Interpreting the water use strategies of plantation tree species by canopy stomatal conductance and its sensitivity to vapor pressure deficit in South China

Abstract

Stomatal regulation controls tree transpiration rate and is central to plant function. However, most previous studies that investigated the stomatal regulation of forest trees mainly focused on arid and semi-arid zones, uncertainty remains about how trees adjust their stomatal response to the changing environment in subtropical moist areas. In this study, we investigated the tree transpiration (El), canopy stomatal conductance (Gs), and Gs sensitivity to vapor pressure deficit (VPD) of four typical plantation tree species (Schima wallichii, Acacia mangium, Eucalyptus urophylla, and Cunninghamia lanceolata) in hilly lands of South China. Datasets including the continuously measured sap flow and meteorological parameters, as well as the physiological traits of the four species, were collected during the year of 2018. Our results showed that the coniferous C. lanceolata had significantly lower El, Gs, and weak sensitivity to VPD than the other three broadleaved species. We attributed the different water use and stomatal behavior to the various species-specific traits. The three broadleaved species generally possessed higher leaf area, specific leaf area (SLA), the ratio of sapwood area (As) to leaf area (Al), and deeper root depth, facilitating their transpiration and gas exchange.

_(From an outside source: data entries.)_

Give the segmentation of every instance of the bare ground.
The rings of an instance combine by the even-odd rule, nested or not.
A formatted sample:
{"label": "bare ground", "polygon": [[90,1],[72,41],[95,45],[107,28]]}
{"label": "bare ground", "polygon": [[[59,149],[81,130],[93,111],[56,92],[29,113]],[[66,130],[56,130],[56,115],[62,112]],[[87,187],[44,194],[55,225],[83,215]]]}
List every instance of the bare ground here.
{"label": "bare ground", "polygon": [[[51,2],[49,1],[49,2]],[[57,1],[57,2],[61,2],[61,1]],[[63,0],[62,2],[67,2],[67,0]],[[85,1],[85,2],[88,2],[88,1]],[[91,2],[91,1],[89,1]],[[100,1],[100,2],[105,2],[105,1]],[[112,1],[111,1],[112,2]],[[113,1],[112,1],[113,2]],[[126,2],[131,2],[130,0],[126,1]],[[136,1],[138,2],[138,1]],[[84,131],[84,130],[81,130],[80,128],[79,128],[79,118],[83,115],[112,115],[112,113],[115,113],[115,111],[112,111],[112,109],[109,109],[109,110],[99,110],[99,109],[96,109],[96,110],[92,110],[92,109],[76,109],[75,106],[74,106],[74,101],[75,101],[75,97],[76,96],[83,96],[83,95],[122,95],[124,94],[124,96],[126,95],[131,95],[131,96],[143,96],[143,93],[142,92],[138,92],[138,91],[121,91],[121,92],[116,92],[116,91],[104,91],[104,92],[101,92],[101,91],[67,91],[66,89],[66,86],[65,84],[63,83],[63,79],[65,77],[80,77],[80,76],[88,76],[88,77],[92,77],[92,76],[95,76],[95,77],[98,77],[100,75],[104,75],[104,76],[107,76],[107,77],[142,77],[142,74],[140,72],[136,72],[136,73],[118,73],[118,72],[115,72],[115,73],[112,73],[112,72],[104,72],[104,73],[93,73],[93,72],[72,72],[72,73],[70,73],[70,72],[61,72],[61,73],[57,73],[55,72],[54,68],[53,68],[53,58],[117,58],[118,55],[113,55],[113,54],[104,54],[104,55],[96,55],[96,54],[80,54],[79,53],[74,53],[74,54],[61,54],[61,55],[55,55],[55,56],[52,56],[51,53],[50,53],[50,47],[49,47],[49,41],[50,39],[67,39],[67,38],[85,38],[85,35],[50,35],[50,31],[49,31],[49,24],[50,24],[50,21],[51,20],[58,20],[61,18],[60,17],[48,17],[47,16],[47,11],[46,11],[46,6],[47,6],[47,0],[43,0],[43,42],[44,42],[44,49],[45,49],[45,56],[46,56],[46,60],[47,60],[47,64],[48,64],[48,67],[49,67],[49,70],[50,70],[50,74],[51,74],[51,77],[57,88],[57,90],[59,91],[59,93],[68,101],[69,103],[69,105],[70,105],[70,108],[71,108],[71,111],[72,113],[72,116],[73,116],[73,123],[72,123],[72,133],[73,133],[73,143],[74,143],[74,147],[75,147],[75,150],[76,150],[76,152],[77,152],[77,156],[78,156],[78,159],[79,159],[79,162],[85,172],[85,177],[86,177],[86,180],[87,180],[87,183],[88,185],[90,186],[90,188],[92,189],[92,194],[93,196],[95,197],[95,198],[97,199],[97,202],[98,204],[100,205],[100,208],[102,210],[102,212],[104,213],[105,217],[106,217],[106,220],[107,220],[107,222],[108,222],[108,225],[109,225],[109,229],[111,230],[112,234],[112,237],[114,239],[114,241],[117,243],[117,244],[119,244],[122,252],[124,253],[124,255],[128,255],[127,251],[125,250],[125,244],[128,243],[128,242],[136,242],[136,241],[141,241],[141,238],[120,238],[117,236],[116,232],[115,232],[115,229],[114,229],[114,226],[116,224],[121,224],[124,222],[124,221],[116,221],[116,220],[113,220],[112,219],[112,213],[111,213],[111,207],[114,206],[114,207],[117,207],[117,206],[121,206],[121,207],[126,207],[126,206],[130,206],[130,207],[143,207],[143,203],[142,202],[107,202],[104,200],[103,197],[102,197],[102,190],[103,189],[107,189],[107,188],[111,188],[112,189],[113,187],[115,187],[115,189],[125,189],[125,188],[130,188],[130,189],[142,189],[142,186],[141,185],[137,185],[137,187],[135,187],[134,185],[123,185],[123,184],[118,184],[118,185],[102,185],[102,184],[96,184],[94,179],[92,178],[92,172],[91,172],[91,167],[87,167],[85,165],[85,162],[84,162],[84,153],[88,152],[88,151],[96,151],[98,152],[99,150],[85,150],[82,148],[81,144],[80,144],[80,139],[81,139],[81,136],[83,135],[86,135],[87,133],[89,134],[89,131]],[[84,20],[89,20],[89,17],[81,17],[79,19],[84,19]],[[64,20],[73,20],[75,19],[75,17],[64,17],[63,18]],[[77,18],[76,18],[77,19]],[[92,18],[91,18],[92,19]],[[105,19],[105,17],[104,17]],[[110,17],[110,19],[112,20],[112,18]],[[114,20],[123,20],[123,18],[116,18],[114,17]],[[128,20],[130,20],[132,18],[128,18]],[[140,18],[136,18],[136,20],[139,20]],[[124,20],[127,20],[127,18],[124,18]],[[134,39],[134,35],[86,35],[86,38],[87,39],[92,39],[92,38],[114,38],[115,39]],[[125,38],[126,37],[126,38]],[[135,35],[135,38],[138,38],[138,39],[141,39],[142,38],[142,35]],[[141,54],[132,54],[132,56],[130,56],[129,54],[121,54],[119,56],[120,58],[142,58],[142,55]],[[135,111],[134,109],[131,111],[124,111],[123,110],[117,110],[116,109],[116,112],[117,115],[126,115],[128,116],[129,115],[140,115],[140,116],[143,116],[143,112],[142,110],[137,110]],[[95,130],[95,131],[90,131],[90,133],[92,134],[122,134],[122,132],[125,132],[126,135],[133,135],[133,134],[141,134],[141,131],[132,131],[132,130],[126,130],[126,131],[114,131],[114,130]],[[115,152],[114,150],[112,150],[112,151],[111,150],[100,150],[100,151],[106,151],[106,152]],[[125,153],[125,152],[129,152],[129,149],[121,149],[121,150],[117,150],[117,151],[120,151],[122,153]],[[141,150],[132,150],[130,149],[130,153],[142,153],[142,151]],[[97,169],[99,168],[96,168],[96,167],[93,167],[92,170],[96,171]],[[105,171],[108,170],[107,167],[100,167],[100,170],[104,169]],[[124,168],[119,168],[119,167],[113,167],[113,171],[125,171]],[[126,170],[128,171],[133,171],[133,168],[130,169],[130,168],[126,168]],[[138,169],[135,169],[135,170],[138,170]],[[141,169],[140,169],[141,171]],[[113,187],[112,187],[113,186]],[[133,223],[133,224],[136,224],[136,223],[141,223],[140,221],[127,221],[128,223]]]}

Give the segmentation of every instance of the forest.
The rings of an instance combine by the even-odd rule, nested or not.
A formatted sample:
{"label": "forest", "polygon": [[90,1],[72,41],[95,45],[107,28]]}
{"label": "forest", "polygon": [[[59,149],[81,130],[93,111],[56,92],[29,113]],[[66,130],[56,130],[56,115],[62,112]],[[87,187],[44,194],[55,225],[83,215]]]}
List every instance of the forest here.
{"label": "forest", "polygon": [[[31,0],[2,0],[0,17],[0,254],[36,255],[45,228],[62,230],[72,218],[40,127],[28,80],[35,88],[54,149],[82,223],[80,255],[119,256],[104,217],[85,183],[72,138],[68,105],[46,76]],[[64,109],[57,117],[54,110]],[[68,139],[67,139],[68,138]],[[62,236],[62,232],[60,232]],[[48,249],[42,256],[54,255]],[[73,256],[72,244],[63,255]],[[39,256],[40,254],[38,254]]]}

During the experimental period, a super typhoon “Mangkhut” hit the research site and caused substantial decline in leaf area, while the whole tree transpiration experienced slighter decrease, indicating the rapid compensatory effect of stomatal regulation. Moreover, the increased Gs sensitivity to VPD (m values) and reference Gs for the introduced A. mangium and E. urophylla in the dry season highlighted their ability to function well even under the much drier condition with no strict stomatal control. Our analyses on the response of Gs to the changing environment for typical species in the subtropical moist forests will provide important insights for forest management and ecosystem stability under future climate changes.